Schwerste Zinn-Isotope geben Aufschluss über Elementsynthese – Erfolgreiche Experimente unter GSI/FAIR-Federführung
Ein internationales Forschungsteam unter Federführung von Wissenschaftler*innen von GSI/FAIR in Darmstadt hat in Messungen am kanadischen Forschungszentrum TRIUMF in Vancouver die r-Prozess-Nukleosynthese untersucht. Im Mittelpunkt der Arbeit steht die erstmalige Massenmessung von drei besonders neutronenreichen Zinn-Isotopen: Zinn-136, Zinn-137 und Zinn-138. Die Ergebnisse sind im Fachjournal Physical Review Letters veröffentlicht.
Die hochpräzisen Massenmessungen, kombiniert mit Netzwerkberechnungen der Nukleosyntheseprozesse, helfen dabei, die Entstehung von schweren Elementen im Universum – insbesondere durch den schnellen Neutroneneinfangsprozess (r-Prozess) wie er beispielsweise in Neutronensternverschmelzungen auftritt – besser zu verstehen. Die Daten geben Aufschluss über die Neutronenseparationsenergie, die den Verlauf des r-Prozesses in der Nuklidkarte definiert. Die Studie ergab unerwartete Veränderungen im Verhalten von Zinnkernen jenseits der magischen Neutronenzahl N=82, insbesondere eine Verringerung des Paarungseffekts der letzten beiden Neutronen.
„Diese Veränderungen könnten sich auf den r-Prozesspfad in der Nuklidkarte insgesamt auswirken und sogar die Grenze der Stabilität in diesem Bereich des Periodensystems der Nuklide verschieben.
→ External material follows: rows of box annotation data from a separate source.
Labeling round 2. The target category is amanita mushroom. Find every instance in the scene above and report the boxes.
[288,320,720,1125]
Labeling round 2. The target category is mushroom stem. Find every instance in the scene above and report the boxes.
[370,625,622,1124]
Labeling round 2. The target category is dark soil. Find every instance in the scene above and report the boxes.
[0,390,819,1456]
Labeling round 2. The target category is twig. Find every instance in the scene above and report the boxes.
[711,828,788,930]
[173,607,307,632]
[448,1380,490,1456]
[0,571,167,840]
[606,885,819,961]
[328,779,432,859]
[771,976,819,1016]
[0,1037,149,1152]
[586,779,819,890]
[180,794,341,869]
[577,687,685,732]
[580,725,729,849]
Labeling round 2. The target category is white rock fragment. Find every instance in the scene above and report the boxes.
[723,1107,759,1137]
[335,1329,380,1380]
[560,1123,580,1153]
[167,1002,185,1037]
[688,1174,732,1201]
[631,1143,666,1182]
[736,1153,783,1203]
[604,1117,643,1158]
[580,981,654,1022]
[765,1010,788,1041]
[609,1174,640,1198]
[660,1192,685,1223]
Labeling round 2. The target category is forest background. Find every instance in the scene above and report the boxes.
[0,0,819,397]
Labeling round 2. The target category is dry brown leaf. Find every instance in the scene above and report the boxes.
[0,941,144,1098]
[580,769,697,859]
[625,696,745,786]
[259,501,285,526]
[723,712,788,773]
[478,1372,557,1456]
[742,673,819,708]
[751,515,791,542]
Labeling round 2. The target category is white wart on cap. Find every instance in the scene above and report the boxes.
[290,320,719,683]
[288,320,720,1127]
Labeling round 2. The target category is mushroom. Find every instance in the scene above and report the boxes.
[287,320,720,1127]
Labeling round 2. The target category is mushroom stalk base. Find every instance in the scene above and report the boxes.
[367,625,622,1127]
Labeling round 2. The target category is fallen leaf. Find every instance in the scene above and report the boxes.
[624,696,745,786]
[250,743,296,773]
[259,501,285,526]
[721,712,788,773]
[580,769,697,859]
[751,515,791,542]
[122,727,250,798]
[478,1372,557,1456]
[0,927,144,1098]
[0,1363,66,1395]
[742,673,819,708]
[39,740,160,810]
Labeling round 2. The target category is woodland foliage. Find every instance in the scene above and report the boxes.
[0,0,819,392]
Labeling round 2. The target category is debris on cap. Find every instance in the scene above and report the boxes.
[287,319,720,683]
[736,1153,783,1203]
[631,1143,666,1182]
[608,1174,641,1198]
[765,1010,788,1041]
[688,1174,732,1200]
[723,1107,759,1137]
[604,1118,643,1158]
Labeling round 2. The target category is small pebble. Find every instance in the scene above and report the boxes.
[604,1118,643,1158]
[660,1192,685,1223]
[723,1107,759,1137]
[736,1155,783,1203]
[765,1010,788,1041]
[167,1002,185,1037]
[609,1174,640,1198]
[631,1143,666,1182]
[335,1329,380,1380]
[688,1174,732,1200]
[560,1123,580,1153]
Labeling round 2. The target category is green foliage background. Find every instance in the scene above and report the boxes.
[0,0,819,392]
Die Kombination der Massenmessungen mit neuen Möglichkeiten zur Isotopenproduktion und modernsten theoretischen Berechnungen verbessert unser Verständnis der Kernkräfte weitab des Tals der Stabilität“, erläutert Dr. Ali Mollaebrahimi, Erstautor der Veröffentlichung und Sprecher des Experiments. Er wurde erst kürzlich zum FAIR-Fellow in der GSI/FAIR-Abteilung „FRS/Super-FRS Experimente“ ernannt und arbeitet eng mit der Abteilung “Nuclear Structure and Astrophysics” sowie der IONAS-Gruppe an der Justus-Liebig-Universität (JLU) in Gießen zusammen.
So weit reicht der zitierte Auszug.